Question

Find factors of x³+12x²-19x= -20

Answer 1

`\boxed{\mathrm{No \: factors}}`

Explanation:

`x^3 +12x^2 -19x= -20`

Add 20 on both sides.

`x^3 +12x^2 -19x+20= 0`

Add 67x and 44 on both sides.

`x^3 +12x^2 +48x+64= 67x + 44`

Factor left side of the equation.

`(x+4)(x+4)(x+4)= 67x + 44`

`(x+4)^3=67x+44`

Subtract 67x and 44 on both sides.

`(x+4)^3-67x-44=0`

Cannot be factored further.

This is a prime expression. A prime expression cannot be factored.

We cannot factor out x from the expression, there are no factors.

Answer 2

No Factors

Explanation:

`x^3-12x^2-19x+20 = 0\\Let \ p(x) = x^3-12x^2-19x+20`

Factors of 20 = ±1, ±2 , ±4 , ±5 , ±10 and ±20

±1, ±2 and ±3 are not the factors of given polynomial.

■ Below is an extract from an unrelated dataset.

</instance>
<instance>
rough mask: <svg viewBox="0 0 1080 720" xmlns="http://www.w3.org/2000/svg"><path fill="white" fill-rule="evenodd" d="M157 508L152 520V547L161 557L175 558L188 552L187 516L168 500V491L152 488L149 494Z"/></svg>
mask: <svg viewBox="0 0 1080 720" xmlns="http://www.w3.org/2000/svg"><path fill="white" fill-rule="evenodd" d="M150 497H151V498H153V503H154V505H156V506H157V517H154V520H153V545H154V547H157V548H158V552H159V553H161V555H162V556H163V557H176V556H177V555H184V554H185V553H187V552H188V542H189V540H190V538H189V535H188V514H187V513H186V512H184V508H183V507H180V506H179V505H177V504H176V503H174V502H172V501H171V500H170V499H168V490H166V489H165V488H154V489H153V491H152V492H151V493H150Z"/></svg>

Putting x = 4 in the given polynomial

`p(4) = (4)^3+12(4)^2-19(4)+20\\p(4) = 64+192-76+20\\p(4) = 200`

So, x = 4 is not a factor of p(x)

Putting x = -4 in the given equation

`p(-4) = (-4)^3+12(-4)^2-19(4)+20\\p(-4) = -64+192-76+20\\p(-4) = 73`

So, x = -4 in the given equation

Putting x = 5 in the given equation

`p(5) = (5)^3+12(5)^2-19(5)+20\\p(5) = 125+300-95+20\\p(5) = 350`

So, x = 5 is not a factor of p(x)

Putting x = -5 in the given equation

`p(-5) = (-5)^3+12(-5)^2-19(-5)+20\\p(-5) = -125+300+95+20\\p(-5) = 290`

So, x = -5 is not a factor of p(x)

Putting x = 10 in the given equation

`p(10) = (10)^3+12(10)^2-19(10)+20\\p(10) = 1000+1200-190+20\\p(10) = 2030`

So, x = 10 is not a factor of p(x)

Putting x = -10 in the given equation

`p(-10) = (-10)^3+12(-10)^2-19(-10)+20\\p(-10) = -1000+1200+190+20\\p(-10) = 410`

So, x = -10 is not a factor of p(x)

Putting x = 20 in the given equation

`p(20) = (20)^3+12(20)^2-19(20)+20\\p(20) = 8000+4800-380+20\\p(20) = 12440`

So, x = 20 is not a factor of p(x)

Putting x = -20 in the given equation

`p(-20) = (-20)^3+12(-20)^2-19(-20)+20\\p(-20) = -8000+4800+380+20\\p(-20) = -2800`

So, x = -20 is not a factor of p(x)

From the above solution, we conclude that the given equation can not be factorized and thus, has no factors.